Düşmanın yaktığı köy sayısı 830. Yanan bina sayısı 114.408. Ülkeyi neredeyse yeniden kurmamız gerekiyor. Yunanistan’dan gelen göçmen sayısı 400 bini geçecek. İktisadi hayatımız da, eğitim durumumuz da içler acısı. İktisatçımız çok az. Zorunlu okuma yaşındaki çocukların ancak dörtte birini okutabiliyoruz. Halkın eğitim sorunu hiç çözülmemiş. Oysa Cumhuriyet’in insan malzemesini hazırlamalı, namus cephesini güçlendirmeliyiz. Kültür eserleri kaçırılmış, kaçırılmaya devam ediliyor.
Raporlarda daha ayrıntılı, daha acı bilgiler var. Bunları Bakanlara ve parti yönetim kuruluna da ver. Genel durumu tam bilsinler.

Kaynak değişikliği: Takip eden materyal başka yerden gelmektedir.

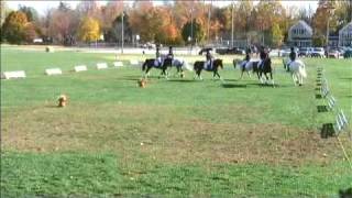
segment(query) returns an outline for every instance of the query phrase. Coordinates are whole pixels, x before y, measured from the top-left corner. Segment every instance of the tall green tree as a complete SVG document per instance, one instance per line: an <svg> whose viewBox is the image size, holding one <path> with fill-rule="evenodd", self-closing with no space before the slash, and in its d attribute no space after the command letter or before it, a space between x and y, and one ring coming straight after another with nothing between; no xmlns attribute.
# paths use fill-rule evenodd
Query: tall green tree
<svg viewBox="0 0 352 198"><path fill-rule="evenodd" d="M21 44L25 38L25 26L28 25L25 13L12 11L3 23L3 35L9 43Z"/></svg>
<svg viewBox="0 0 352 198"><path fill-rule="evenodd" d="M37 11L32 8L32 7L25 7L25 6L21 6L19 7L19 11L25 13L26 19L29 22L34 22L34 21L38 21L38 14Z"/></svg>

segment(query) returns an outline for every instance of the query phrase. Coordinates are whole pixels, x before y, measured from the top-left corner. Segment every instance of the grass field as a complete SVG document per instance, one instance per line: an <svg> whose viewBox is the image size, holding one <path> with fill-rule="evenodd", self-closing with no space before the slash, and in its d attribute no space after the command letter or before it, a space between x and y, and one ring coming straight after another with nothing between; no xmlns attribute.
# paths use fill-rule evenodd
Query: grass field
<svg viewBox="0 0 352 198"><path fill-rule="evenodd" d="M191 73L157 79L154 70L141 89L140 67L94 68L114 58L1 47L1 72L28 75L1 80L2 195L338 197L352 187L339 142L320 138L334 118L317 111L324 102L315 90L321 66L351 123L351 61L304 59L308 79L295 87L274 59L272 88L238 80L233 57L221 56L224 82ZM81 64L89 70L70 72ZM64 75L45 76L48 67ZM61 94L69 97L66 108L56 108ZM340 139L351 157L348 133Z"/></svg>

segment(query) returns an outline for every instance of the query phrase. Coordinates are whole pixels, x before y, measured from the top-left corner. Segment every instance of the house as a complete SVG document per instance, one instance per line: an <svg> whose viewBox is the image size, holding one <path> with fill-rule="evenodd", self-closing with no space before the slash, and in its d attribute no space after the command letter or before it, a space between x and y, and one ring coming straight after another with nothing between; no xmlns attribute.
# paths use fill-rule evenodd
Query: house
<svg viewBox="0 0 352 198"><path fill-rule="evenodd" d="M288 30L289 45L297 47L311 46L312 29L305 22L298 21Z"/></svg>
<svg viewBox="0 0 352 198"><path fill-rule="evenodd" d="M339 31L339 46L352 46L352 21Z"/></svg>

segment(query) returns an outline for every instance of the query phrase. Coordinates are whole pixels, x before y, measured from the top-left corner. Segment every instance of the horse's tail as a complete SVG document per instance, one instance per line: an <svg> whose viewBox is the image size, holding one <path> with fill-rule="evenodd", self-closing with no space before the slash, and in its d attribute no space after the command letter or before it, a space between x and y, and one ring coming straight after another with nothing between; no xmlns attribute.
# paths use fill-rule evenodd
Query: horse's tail
<svg viewBox="0 0 352 198"><path fill-rule="evenodd" d="M299 74L300 74L304 78L307 78L307 72L306 72L306 66L305 66L305 64L302 64L301 66L299 66Z"/></svg>
<svg viewBox="0 0 352 198"><path fill-rule="evenodd" d="M193 69L191 69L191 66L188 64L188 62L183 61L183 65L185 66L185 68L186 68L187 70L193 70Z"/></svg>
<svg viewBox="0 0 352 198"><path fill-rule="evenodd" d="M145 61L145 62L143 63L143 65L142 65L142 70L145 70L146 64L147 64L147 61Z"/></svg>
<svg viewBox="0 0 352 198"><path fill-rule="evenodd" d="M199 63L199 62L195 62L195 63L194 63L194 70L198 70L198 63Z"/></svg>

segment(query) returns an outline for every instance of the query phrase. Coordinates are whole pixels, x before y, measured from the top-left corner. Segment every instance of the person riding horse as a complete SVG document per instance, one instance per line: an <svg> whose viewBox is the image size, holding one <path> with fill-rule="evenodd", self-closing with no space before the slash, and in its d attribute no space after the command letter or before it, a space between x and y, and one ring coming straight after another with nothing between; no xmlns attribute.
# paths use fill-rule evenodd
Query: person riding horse
<svg viewBox="0 0 352 198"><path fill-rule="evenodd" d="M297 54L295 52L294 47L290 47L290 53L289 53L289 62L286 65L286 70L289 72L289 65L296 61Z"/></svg>
<svg viewBox="0 0 352 198"><path fill-rule="evenodd" d="M262 48L261 48L260 58L261 58L261 62L260 62L258 66L260 66L260 68L263 68L264 61L268 58L268 55L267 55L267 53L265 52L264 46L262 46Z"/></svg>
<svg viewBox="0 0 352 198"><path fill-rule="evenodd" d="M168 47L168 54L166 55L166 58L174 59L173 46Z"/></svg>
<svg viewBox="0 0 352 198"><path fill-rule="evenodd" d="M206 68L208 70L211 70L212 63L213 63L213 56L211 55L210 50L207 51L206 58L207 58Z"/></svg>
<svg viewBox="0 0 352 198"><path fill-rule="evenodd" d="M155 66L161 67L162 66L162 56L161 56L161 52L160 52L160 47L156 47L156 52L155 52Z"/></svg>
<svg viewBox="0 0 352 198"><path fill-rule="evenodd" d="M243 62L242 62L242 69L244 69L245 68L245 65L250 62L250 59L251 59L251 48L249 47L246 51L245 51L245 57L244 57L244 59L243 59Z"/></svg>

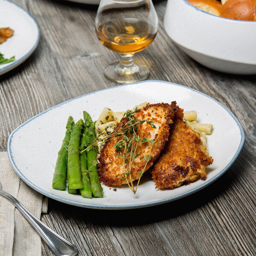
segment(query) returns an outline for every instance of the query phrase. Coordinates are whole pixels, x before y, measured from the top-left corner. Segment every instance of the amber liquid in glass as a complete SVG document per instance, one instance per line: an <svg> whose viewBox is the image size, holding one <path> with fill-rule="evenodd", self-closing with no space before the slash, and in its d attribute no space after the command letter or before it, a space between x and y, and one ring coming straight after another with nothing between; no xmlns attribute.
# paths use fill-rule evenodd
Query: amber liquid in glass
<svg viewBox="0 0 256 256"><path fill-rule="evenodd" d="M137 52L154 40L154 28L146 21L135 18L113 20L96 29L101 43L111 50L123 54Z"/></svg>

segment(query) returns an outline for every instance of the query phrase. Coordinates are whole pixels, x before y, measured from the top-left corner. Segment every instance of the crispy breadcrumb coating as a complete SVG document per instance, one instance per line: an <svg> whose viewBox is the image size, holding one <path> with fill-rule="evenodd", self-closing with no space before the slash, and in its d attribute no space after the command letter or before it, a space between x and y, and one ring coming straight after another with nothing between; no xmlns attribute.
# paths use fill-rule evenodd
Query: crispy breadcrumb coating
<svg viewBox="0 0 256 256"><path fill-rule="evenodd" d="M173 189L199 177L205 180L206 168L213 161L206 150L199 135L176 117L171 125L169 140L151 169L156 188Z"/></svg>
<svg viewBox="0 0 256 256"><path fill-rule="evenodd" d="M152 121L156 128L153 128L147 122L138 125L137 135L140 136L137 152L140 152L137 158L134 160L131 171L132 180L139 178L138 172L142 172L146 161L144 159L150 154L152 144L148 142L142 144L141 140L143 137L148 140L154 139L159 140L155 143L151 154L152 158L147 164L145 171L153 165L157 158L168 140L170 124L172 123L172 119L175 113L178 115L180 109L177 106L175 102L171 105L167 103L148 104L145 107L137 110L135 115L137 120L147 119ZM120 123L125 121L123 118ZM127 121L127 120L126 120ZM108 185L120 185L126 184L123 177L124 169L122 158L118 156L115 152L113 146L117 143L122 137L114 137L108 141L101 151L99 158L99 176L100 180ZM128 155L127 156L128 158ZM126 172L126 170L125 170Z"/></svg>

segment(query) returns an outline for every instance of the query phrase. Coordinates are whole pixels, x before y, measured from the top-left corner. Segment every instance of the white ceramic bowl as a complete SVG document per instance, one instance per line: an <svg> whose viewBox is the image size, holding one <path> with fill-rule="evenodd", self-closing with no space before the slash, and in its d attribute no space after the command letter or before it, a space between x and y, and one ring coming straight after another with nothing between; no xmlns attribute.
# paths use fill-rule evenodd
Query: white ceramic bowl
<svg viewBox="0 0 256 256"><path fill-rule="evenodd" d="M256 21L222 18L186 0L168 0L164 24L178 47L202 65L232 74L256 74Z"/></svg>

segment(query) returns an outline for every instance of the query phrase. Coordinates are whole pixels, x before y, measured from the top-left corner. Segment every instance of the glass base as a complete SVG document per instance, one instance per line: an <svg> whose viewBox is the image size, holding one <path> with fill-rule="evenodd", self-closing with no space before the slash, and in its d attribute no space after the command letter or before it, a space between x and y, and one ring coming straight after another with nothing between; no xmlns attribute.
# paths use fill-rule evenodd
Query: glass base
<svg viewBox="0 0 256 256"><path fill-rule="evenodd" d="M119 84L128 84L145 80L149 76L148 69L142 64L124 66L120 62L108 66L104 75L108 80Z"/></svg>

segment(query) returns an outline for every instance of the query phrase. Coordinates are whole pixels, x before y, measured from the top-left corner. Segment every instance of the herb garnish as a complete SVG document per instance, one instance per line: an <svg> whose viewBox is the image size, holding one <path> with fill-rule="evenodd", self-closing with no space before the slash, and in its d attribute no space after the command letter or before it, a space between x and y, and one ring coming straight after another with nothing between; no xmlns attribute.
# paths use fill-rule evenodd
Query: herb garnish
<svg viewBox="0 0 256 256"><path fill-rule="evenodd" d="M9 62L12 62L15 60L15 56L11 57L9 59L5 58L3 57L3 54L0 52L0 65L6 64Z"/></svg>

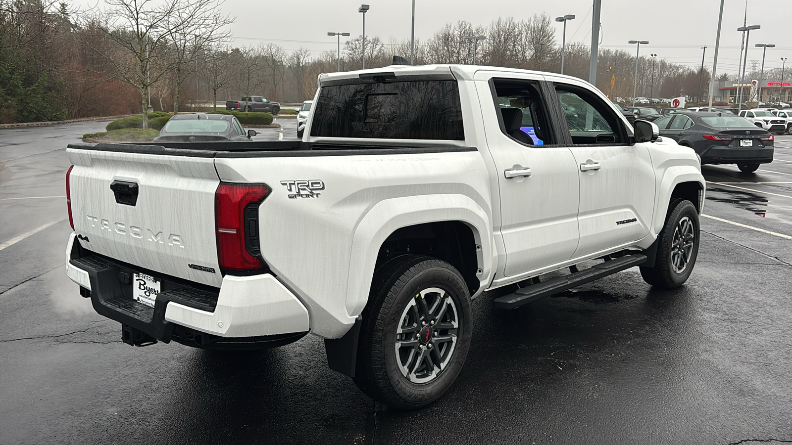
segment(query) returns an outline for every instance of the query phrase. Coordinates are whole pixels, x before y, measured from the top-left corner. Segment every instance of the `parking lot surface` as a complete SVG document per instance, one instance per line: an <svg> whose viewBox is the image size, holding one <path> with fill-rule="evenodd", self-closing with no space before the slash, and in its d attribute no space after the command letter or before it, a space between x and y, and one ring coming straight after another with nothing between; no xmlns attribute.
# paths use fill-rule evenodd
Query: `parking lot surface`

Bütçemiz, gelirimiz yetersiz. İktisadi çıkmazdan kurtulmak için geliştirdiğim bir düşüncem var. Bu düşünceyi günü gelince konuşuruz. Hedefimiz milli iktisat. Bağımsızlığın sürekli olması için iktisadi bağımsızlık temel ilkemiz olmalı. Osmanlı bu gerçeği geç fark etti. Fark ettiği zaman çok geç kalmıştı. Cumhuriyete uygun bir anayasaya gerek var. Bu zor durumdan nasıl çıkılabileceğini gösteren ne bir örnek var önümüzde, ne de bir deney. Ama yılmamak, ucuz ve geçici çarelerle yetinmemek, halkı kurtarmak için sorunları çözmek, kalkınmak, ilerlemek, milli egemenliğe dayalı uygar ve özgür bir toplum oluşturmak, yüzyılımızın düzeyine yetişmek, kısacası çağdaşlaşmak ve bu büyük ideali tam olarak başarmak zorundayız. Bu ana kadar bu ideali koruyarak geldik. Bundan sonra daha hızlı yürümek zorundayız. Bunun için gerekli yöntemi, yolu birlikte arayıp bulacağız. Yoksul ve esir ülkelere örnek olacağız. Kaderin bizim kuşağımıza yüklediği kutsal bir görev bu. Bu büyük görevin ağırlığını ve onurunu seninle paylaşmak istedim. Allah yardımcımız olsun! Gazi Mustafa Kemal.”